Thursday, September 10, 2009

Don't Be Greedy

Last year, when I was looking for an office building to purchase, I had a verbal agreement with the owners of a building here in Smithtown to purchase their building for $950,000. The best part of the deal for them was that I had found them before they had hired a realtor, which meant that they were going to save approx $45,000 in broker fees.

They were selling the building because they had gone out of business...tying up some loose ends due to their business closing lead to a two week delay from the time we reached a verbal agreement to the time we were putting everything in writing.

Using the strong-arm tactic of "we have someone else bidding higher, if you still want the building, you're going to have to pay more," they now told me that the purchase price was $1,050,000 ($100,000 higher than we agreed upon), plus they were now throwing in several other clauses/stipulations that were never discussed prior and were all obviously detrimental to me.
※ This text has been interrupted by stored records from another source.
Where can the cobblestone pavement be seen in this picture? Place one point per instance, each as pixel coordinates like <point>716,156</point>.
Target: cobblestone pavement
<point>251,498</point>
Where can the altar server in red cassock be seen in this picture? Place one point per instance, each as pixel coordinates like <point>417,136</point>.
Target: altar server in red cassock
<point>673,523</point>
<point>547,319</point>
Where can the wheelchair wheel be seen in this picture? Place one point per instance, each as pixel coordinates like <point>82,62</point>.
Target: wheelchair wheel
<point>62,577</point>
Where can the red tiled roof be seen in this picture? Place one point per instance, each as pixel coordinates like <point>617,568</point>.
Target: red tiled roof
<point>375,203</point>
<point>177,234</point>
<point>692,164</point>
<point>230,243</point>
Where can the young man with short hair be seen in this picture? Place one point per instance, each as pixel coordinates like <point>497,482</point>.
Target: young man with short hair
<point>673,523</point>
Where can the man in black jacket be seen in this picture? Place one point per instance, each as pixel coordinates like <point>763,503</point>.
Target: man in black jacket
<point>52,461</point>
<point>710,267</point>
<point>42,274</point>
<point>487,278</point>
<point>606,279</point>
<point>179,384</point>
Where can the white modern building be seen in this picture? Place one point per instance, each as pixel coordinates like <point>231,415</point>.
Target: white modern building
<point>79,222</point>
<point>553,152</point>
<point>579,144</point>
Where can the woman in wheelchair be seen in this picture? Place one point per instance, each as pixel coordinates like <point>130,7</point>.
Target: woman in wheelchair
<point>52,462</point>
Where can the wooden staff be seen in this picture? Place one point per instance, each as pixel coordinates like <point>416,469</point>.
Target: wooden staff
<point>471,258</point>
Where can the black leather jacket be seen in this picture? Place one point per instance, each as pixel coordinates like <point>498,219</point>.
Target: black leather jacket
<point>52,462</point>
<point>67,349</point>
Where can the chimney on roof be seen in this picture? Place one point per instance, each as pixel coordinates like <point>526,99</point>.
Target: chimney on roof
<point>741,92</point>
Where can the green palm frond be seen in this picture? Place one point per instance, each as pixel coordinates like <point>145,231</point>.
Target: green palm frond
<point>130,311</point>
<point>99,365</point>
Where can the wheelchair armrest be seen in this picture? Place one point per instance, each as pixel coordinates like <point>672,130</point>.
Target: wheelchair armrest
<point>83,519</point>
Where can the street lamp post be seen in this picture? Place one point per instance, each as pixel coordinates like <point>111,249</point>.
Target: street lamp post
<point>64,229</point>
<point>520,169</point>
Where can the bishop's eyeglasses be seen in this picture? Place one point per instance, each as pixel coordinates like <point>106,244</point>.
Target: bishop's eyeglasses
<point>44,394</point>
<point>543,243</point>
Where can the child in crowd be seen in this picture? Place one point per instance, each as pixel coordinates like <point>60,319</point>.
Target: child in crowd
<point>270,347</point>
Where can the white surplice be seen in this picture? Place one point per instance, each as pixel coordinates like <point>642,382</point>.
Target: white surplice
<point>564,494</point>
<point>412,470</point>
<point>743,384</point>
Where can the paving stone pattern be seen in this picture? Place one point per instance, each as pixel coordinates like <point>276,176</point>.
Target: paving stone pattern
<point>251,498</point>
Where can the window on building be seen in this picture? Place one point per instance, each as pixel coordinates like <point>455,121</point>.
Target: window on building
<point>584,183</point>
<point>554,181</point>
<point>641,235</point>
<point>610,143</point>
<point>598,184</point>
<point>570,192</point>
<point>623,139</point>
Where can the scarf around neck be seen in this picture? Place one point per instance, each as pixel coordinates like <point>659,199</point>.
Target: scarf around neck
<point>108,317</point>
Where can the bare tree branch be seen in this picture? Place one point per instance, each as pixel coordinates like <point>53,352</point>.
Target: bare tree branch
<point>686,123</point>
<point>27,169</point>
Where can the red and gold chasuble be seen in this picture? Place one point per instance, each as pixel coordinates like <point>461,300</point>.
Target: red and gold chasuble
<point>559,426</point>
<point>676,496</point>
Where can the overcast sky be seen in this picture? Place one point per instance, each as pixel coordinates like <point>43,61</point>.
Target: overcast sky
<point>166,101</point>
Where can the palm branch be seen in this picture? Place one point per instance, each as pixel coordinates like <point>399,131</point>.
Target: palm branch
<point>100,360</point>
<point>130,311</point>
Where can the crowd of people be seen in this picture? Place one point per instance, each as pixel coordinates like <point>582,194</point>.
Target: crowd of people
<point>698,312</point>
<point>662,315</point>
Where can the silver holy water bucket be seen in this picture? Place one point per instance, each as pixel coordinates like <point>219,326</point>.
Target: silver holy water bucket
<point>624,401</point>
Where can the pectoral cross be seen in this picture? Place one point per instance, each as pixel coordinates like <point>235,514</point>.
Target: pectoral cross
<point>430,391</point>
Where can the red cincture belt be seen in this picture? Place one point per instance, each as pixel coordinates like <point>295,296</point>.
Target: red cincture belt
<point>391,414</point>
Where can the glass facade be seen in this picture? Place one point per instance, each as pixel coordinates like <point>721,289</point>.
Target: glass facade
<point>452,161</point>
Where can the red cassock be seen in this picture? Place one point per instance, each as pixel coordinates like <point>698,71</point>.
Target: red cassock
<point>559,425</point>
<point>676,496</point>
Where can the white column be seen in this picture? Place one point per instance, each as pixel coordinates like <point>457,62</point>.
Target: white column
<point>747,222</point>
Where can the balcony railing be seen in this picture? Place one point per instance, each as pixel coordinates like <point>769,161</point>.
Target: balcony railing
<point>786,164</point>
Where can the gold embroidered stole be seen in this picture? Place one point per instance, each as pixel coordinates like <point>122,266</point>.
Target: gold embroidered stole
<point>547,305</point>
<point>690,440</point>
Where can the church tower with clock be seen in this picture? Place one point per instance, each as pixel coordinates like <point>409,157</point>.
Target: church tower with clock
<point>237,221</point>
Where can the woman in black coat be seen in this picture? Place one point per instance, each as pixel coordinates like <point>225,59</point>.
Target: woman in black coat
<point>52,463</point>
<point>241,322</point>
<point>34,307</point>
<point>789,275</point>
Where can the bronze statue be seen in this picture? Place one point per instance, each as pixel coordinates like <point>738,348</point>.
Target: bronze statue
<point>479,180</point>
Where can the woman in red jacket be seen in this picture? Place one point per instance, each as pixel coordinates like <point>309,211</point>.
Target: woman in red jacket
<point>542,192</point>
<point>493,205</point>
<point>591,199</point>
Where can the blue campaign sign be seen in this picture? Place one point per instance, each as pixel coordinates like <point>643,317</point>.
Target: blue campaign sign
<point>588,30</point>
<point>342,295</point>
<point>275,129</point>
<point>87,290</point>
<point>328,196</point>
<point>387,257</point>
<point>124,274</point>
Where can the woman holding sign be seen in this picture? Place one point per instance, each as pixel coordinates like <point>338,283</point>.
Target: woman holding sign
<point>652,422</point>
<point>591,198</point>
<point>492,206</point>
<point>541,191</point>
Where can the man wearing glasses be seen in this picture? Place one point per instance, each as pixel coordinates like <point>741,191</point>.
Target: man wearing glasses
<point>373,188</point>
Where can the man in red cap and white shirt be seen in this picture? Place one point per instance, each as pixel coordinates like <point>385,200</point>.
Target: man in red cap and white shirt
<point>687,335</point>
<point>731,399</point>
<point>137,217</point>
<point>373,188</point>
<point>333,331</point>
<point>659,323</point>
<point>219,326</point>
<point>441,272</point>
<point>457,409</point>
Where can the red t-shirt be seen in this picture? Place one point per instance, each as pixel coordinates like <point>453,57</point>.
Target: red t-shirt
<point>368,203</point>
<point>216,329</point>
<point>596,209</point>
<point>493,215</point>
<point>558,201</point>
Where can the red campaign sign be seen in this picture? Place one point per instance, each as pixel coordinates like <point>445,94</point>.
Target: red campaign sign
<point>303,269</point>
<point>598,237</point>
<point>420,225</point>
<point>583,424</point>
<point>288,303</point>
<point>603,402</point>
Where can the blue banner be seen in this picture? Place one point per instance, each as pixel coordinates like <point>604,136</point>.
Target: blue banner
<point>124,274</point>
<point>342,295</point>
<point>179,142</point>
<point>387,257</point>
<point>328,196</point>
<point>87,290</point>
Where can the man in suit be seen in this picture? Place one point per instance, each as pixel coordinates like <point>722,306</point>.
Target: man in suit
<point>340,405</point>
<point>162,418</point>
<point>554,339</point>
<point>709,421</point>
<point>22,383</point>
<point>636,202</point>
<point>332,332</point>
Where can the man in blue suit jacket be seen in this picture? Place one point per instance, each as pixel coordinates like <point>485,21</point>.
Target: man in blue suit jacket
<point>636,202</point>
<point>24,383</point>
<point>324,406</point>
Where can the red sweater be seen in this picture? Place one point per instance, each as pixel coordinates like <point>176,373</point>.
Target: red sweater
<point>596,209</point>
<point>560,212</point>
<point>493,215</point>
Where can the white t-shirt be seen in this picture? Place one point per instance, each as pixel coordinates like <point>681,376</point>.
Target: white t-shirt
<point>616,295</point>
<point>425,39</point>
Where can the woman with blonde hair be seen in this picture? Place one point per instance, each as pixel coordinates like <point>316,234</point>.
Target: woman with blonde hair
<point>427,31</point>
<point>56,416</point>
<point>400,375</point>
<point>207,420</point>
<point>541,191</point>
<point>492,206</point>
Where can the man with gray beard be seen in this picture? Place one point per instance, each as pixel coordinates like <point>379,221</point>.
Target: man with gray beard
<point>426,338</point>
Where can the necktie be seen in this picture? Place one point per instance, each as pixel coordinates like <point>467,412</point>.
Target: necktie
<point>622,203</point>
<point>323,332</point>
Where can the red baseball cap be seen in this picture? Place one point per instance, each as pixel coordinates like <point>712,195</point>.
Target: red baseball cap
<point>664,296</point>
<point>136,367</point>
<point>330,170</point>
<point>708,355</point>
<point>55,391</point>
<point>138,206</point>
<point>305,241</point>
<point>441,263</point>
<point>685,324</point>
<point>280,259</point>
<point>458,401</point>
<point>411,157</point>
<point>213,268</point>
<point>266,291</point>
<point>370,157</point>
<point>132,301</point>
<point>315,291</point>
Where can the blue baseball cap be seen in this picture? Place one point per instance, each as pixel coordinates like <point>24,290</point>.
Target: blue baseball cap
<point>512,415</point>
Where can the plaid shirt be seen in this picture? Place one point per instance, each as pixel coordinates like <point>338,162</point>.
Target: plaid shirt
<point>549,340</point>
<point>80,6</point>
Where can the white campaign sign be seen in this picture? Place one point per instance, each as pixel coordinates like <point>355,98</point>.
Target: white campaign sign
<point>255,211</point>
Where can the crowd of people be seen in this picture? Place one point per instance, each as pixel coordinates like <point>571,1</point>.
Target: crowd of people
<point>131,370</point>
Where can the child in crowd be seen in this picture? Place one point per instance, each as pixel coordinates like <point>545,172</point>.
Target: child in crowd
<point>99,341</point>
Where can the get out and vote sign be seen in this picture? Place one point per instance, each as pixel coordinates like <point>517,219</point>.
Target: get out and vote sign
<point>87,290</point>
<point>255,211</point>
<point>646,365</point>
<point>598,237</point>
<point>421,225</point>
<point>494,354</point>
Frustrated with their desperate attempt at negotiating, I decided to take the weekend to look at some other buildings. Luckily I did and I found a building just a few blocks away that was a much better fit for my offices (more office space, better parking, great location, etc.) for a lower purchase price.

When I informed the owners that I would be walking away from their deal, they started to bring their purchase price back down to the $950,000, but it was too late.

It is now 17 months later and I drive past their building at least twice a day (on the way to my office and on the way home from my office)...the "For Sale" signs have been up ever since...they are now on their second realtor and there are "Price Reduced" signs now up on the lawn as well. As of today, the asking price is $925,000.

So, to take a step back and analyze this scenario, by being greedy, these owners have so far lost $142,000 between 17 months worth of mortgage interest, real estate taxes, maintenance, utilities, and the fact that they will now have to pay a broker fee if & when they do sell their building. This $142,000 loss assumes that they sell their building tomorrow for full asking price, which in this economy, I don't think will happen. I forsee this building selling for somewhere in the low to mid $800,000s sometime at the beginning of 2010.

Moral of the story: Don't be greedy, especially in an economy like this. Know when a good deal is staring you in the face and make it easy for your customer/client/buyer to do business with you.